Archives for posts with tag: Letters of Gratitude

Impermanence, is it what rainbows teach us? How many minutes last the life of a single rainbow?
Rainbows remind me of the Wizard of Oz. Dorothy has everything inside her to walk the golden path. What meditation made me realize, is that whatever rainbows mean to us, whether love, money, travels, comforts, even the alleviation of suffering, everything you could think of or experience is not of great importance. In the end, it is not what we do, successes and failures that matter. It is the meaning we give to life experiences and choices. The same quality and amount of love (if such a thing could ever be quantified) can be the outcome of both extreme difficult experiences and happy and opulent ones. For me, this is the ultimate reality of the Instant.
I appreciate rainbows for their colors, surprising appearances along our paths, like messages from the universe saying: “Don’t forget, you only have now. Look at me, otherwise, I’ll be gone, or you’ll be gone.” It is interesting how impermanence has such a profound effect on our days. Rainbows do not exist after all. Only our perceptions and interpretation of them exist, like everything else in this world.

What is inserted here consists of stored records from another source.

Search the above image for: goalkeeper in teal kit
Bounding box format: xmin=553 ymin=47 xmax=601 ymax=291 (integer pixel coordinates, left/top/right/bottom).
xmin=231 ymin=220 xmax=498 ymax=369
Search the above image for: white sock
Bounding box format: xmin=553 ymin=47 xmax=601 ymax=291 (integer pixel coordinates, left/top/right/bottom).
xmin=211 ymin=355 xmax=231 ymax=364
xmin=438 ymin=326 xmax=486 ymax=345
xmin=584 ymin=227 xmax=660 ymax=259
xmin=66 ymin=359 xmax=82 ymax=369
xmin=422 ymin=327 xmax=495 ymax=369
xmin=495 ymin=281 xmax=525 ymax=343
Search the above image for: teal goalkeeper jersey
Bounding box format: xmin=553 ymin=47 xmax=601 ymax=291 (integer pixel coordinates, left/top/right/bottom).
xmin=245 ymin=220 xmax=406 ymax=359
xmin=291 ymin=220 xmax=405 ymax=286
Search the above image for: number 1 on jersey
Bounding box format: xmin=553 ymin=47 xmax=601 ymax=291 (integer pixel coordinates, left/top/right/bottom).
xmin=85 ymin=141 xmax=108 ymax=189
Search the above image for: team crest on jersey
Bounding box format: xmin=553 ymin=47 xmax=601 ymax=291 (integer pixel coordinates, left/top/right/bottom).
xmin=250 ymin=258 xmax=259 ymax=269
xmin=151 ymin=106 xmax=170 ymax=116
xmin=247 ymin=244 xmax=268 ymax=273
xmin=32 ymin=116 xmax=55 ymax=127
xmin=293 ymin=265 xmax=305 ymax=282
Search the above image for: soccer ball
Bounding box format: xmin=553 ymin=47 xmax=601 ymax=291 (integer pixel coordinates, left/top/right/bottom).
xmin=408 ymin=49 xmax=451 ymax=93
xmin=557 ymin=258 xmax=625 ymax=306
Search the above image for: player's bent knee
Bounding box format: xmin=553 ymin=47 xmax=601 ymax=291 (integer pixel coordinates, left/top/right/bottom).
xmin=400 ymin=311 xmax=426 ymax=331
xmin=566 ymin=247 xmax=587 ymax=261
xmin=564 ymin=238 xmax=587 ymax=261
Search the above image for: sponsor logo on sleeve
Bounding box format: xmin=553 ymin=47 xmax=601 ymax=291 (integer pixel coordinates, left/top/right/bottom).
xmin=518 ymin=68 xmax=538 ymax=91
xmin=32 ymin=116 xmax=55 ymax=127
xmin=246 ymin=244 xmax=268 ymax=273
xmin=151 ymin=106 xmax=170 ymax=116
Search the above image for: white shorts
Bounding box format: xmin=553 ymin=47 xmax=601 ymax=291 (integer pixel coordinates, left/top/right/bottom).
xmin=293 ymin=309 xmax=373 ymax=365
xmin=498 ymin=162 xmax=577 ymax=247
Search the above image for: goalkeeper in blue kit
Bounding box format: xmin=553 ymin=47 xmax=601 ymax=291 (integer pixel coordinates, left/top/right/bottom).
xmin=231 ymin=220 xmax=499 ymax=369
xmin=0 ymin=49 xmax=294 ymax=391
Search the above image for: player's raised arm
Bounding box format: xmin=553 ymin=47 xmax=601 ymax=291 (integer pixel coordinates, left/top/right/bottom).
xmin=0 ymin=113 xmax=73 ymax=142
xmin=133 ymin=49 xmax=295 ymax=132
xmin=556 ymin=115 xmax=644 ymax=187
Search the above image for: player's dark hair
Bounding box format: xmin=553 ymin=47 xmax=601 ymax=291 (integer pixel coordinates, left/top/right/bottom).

Take my own identity and personae. For example, how many micro-connectors exist on a computer motherboard? Each connection is important to make the thing work, but does not exist by itself. What a great metaphor for me as an individual. This is what we have not yet understood about death. We must play out our own lives the best we can, while being part of a whole. Immortal and essential even though infinitesimal for the universe to work well. Once dead, the energy of my body will transform. All other interpretation seems a poisoned gift from my ego.
Thank you Rainbows. I bow.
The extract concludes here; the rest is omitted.